Thursday was another record-setting day for the stock market, as the Dow, S&P 500, and Nasdaq Composite all rocketed to unprecedented levels. News out of Washington featured the House passage of a federal budget, and investors appear to be more hopeful than ever that gridlock within Congress could finally give way to progress in implementing the Republican domestic agenda. Meanwhile, economic conditions in the U.S. remained generally positive. Yet that didn't stop a few stocks from suffering from bad news. SeaWorld Entertainment (SEAS 0.25%), Navient (NAVI -1.57%), and GoPro (GPRO 0.90%) were among the worst performers on the day. Below, we'll look more closely at these stocks to tell you why they did so poorly.

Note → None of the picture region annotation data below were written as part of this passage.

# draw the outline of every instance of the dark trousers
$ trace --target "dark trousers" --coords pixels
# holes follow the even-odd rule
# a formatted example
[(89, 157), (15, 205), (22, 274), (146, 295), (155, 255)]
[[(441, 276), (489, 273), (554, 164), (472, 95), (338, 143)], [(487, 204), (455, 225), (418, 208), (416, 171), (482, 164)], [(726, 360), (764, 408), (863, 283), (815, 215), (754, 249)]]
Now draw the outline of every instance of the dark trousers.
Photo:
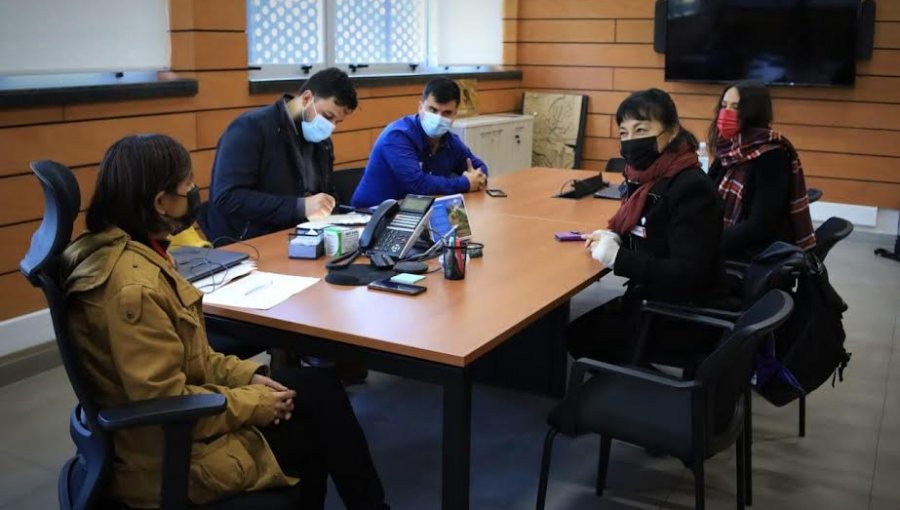
[(301, 508), (325, 505), (331, 476), (348, 510), (384, 509), (384, 488), (343, 386), (315, 368), (282, 369), (272, 378), (297, 392), (291, 419), (260, 431), (285, 473), (300, 478)]
[[(616, 364), (662, 363), (696, 367), (714, 349), (721, 331), (667, 318), (652, 318), (647, 343), (639, 360), (639, 299), (628, 295), (588, 311), (566, 328), (566, 349), (575, 359), (591, 358)], [(652, 317), (652, 316), (651, 316)]]
[(207, 333), (206, 340), (214, 351), (221, 352), (226, 356), (237, 356), (241, 359), (252, 358), (265, 350), (259, 345), (238, 340), (233, 336), (223, 335), (221, 333)]

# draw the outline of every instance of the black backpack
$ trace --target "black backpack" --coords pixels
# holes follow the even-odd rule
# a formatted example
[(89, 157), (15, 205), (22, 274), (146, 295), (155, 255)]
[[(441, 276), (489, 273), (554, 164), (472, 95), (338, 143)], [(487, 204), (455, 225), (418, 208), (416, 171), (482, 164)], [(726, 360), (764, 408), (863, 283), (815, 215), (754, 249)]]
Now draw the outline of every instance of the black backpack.
[(754, 266), (783, 267), (786, 261), (793, 269), (796, 288), (785, 288), (790, 285), (784, 281), (776, 286), (791, 293), (794, 311), (760, 352), (755, 383), (757, 392), (776, 406), (811, 393), (829, 377), (832, 386), (835, 376), (843, 381), (850, 361), (842, 323), (847, 304), (831, 286), (828, 271), (816, 255), (775, 243), (754, 260)]

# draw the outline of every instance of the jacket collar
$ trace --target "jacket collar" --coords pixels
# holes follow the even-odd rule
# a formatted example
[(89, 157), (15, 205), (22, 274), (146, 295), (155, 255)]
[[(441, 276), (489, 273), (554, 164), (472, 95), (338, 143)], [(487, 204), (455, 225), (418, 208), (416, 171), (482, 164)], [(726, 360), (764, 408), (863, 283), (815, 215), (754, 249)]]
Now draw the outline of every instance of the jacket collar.
[(294, 99), (294, 96), (290, 94), (281, 96), (280, 99), (275, 101), (275, 109), (279, 112), (279, 123), (281, 124), (282, 129), (285, 129), (288, 133), (293, 133), (295, 136), (299, 136), (302, 139), (303, 134), (300, 129), (300, 122), (295, 121), (294, 118), (291, 117), (291, 112), (287, 109), (288, 101), (291, 99)]

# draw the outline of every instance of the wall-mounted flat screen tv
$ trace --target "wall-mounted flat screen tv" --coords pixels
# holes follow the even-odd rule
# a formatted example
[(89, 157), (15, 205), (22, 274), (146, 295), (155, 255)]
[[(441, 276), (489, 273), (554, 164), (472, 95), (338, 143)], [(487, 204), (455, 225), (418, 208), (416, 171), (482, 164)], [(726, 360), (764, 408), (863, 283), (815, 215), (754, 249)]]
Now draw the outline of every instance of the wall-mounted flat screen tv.
[(859, 0), (668, 0), (666, 80), (849, 87)]

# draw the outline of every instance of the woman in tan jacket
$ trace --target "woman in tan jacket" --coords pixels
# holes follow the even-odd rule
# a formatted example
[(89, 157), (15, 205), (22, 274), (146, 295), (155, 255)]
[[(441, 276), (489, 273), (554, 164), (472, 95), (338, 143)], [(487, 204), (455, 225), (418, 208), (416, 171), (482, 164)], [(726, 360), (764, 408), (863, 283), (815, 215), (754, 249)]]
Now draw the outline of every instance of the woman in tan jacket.
[[(104, 156), (88, 232), (63, 254), (70, 326), (98, 402), (225, 396), (226, 410), (194, 431), (193, 503), (300, 483), (302, 508), (323, 508), (331, 475), (347, 508), (387, 508), (335, 378), (316, 369), (269, 378), (265, 365), (210, 349), (202, 294), (166, 255), (165, 239), (193, 223), (198, 204), (190, 156), (175, 140), (130, 136)], [(158, 506), (161, 429), (117, 432), (114, 443), (109, 496), (134, 508)]]

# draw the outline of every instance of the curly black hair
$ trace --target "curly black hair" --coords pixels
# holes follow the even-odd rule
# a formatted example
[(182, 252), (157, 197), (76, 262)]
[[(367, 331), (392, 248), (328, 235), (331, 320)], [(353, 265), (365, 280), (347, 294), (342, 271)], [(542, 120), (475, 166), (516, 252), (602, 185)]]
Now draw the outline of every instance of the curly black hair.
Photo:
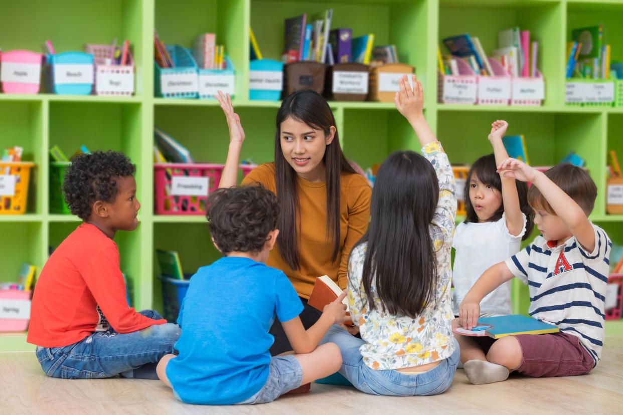
[(67, 168), (63, 194), (72, 213), (87, 220), (97, 200), (112, 202), (118, 191), (117, 179), (133, 175), (136, 168), (117, 151), (80, 154)]
[(277, 229), (279, 202), (262, 185), (219, 189), (207, 199), (206, 217), (216, 246), (224, 254), (257, 253)]

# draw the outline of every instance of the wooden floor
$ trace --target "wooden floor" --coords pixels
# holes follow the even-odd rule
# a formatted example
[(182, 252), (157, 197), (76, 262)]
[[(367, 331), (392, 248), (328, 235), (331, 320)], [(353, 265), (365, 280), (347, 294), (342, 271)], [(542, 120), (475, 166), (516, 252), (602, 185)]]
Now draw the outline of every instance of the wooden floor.
[(176, 401), (159, 381), (63, 380), (45, 376), (34, 352), (0, 353), (2, 414), (413, 414), (623, 413), (623, 337), (606, 338), (603, 358), (589, 375), (508, 380), (474, 386), (462, 370), (446, 393), (390, 398), (353, 388), (313, 384), (312, 391), (254, 406), (206, 407)]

SeaWorld works through buyout possibilities
Shares of SeaWorld Entertainment dropped 6.5%, giving back some gains from Wednesday's session as investors try to parse various potential deals on the mergers and acquisitions front. Reports surfaced that Legoland operator Merlin Entertainments might be interested in acquiring some of SeaWorld's theme park assets, but some investors were disappointed that discussions appear not to center on a sale of the enter company. Speculation that a major U.S. theme park and media giant might step in with a bid of its own could make business sense, but right now, SeaWorld shareholders want something more than rumors to justify a rebound for the stock.
Navient under attack
Navient stock plunged 14% after the student loan specialist faced a lawsuit from the attorney general of Pennsylvania. The lawsuit alleged that Navient engaged in "deceptive practices and predatory conduct" that hurt its borrower customers, pointing to $4 billion in unnecessary payments. Navient responded that the claims were unfounded and that the Pennsylvania AG filed the case without reviewing customer accounts. Yet with so much attention on the student debt crisis, Navient has to be careful that it gives regulators as little ammunition as possible to pursue legal action like this one.
GoPro deals with competition
Finally, shares of GoPro dropped 7%. The maker of action cameras declined for a second day in a row following the introduction of new camera equipment from tech giant Alphabet (GOOG -0.90%) (GOOGL -1.23%). The move follows similar releases from other large tech companies, putting GoPro in the tough position of having to defend its specialty against widespread competition. Yet one of Google's new products is a hands-free camera that could compete much more directly against GoPro in particular, and that had shareholders spooked about whether the Hero line can continue to hold its own in a growing industry.